Number of attempts per task. Error bars shows number of participants with reattempts.

Figure 5 shows that the cylinder and the cube were the fastest models to create both taking less than 30 s on average. The mean time to complete the remaining tasks increased gradually from 53.1 s for the cone to 111.2 s for the side ramp. Clearly, the time to complete the tasks correspond with the complexity of the task. Note also that the task completion times varied across the participants. However, a within-subjects repeated measures anova reveals the time to complete the ten tasks were statistically different (F(9, 63) = 3.49, p < .001).

The participants were also asked to complete a subjective survey after the session. The results support the hypothesis that the tool is perceived as easy to use. On a seven point Likert scale, the participants responded as follows: Easy to use (M = 6.1, SD = 0.6), easy to learn (M = 6.4, SD = 1.1), easy to recover from mistakes (M = 6.4, SD = 1.1), satisfaction with the results (M = 5.9, SD = 0.6) and satisfaction with the tool (M = 6.1, SD = 0.6). Clearly, all the responses are in the high end of the scale.

6 Conclusions

A simple method for modelling 3D objects using intuitive 2D sketches was presented. Shapes are specified using a color height map. Interpolation allows for smooth transitions between different height-plateaus of the model. Gray levels are used to control the smoothness of the interpolation. The models are decorated with textures where white is used to specify transparency and is used to make cuts and holes in the objects. The models can be generated with any drawing program and does not rely on any particular 3D modelling software. Closed objects such as spheres cannot be modelled.
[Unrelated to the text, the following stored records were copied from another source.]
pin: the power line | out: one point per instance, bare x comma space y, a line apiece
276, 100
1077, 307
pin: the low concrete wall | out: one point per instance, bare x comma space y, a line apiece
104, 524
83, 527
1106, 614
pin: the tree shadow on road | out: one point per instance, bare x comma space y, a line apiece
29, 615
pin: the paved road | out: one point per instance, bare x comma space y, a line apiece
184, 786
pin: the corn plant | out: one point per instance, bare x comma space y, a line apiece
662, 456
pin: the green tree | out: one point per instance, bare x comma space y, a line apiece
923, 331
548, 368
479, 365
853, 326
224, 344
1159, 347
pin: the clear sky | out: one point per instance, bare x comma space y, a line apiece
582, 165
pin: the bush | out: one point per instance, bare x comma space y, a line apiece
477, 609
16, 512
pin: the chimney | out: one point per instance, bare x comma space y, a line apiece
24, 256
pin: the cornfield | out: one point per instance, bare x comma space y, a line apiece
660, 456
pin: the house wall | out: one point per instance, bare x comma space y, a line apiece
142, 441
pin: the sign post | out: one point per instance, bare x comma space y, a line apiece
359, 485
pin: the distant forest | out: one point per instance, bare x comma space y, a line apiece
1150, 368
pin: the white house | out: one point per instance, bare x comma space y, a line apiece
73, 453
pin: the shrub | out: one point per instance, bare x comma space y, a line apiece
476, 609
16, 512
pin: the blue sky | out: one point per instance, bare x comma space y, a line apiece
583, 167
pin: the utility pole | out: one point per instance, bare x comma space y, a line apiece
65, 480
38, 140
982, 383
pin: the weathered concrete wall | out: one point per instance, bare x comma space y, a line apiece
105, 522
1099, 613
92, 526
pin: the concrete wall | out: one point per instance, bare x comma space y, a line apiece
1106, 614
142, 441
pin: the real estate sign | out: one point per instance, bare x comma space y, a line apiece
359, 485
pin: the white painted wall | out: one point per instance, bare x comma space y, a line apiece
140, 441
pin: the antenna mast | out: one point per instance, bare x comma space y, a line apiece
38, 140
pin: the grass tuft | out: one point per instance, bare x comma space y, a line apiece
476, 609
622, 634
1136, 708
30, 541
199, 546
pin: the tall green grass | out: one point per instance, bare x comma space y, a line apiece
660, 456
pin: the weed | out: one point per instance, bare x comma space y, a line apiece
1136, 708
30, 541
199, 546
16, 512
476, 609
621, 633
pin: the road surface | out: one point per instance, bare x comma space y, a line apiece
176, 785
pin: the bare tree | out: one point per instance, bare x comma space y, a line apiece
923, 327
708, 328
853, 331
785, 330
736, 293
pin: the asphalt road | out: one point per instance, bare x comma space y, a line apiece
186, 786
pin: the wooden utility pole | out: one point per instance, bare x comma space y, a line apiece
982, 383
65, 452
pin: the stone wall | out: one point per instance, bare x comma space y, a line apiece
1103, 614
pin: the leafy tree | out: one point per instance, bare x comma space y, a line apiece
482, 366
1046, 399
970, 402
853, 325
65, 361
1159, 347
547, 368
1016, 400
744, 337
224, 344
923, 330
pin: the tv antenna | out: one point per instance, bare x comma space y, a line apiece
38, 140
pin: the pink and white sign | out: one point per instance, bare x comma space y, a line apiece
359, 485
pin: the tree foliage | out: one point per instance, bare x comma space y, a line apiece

The proposed method combined with digital stylus has a potential to be integrated into a design process and workflow as an initial quick conceptual sketch tool, whose outputs can be later used in more advanced computer software for analyses. The results of the conducted experiment show that users are able to get grasp of declarative command knowledge [37]. By introducing the pre-learned hot-cold color metaphor and gradients, a novice may have a better chance of effective adoption of specific procedural knowledge. Further testing is necessary to study acquisition of strategic knowledge of this CAD software and its adoption in a design workflow.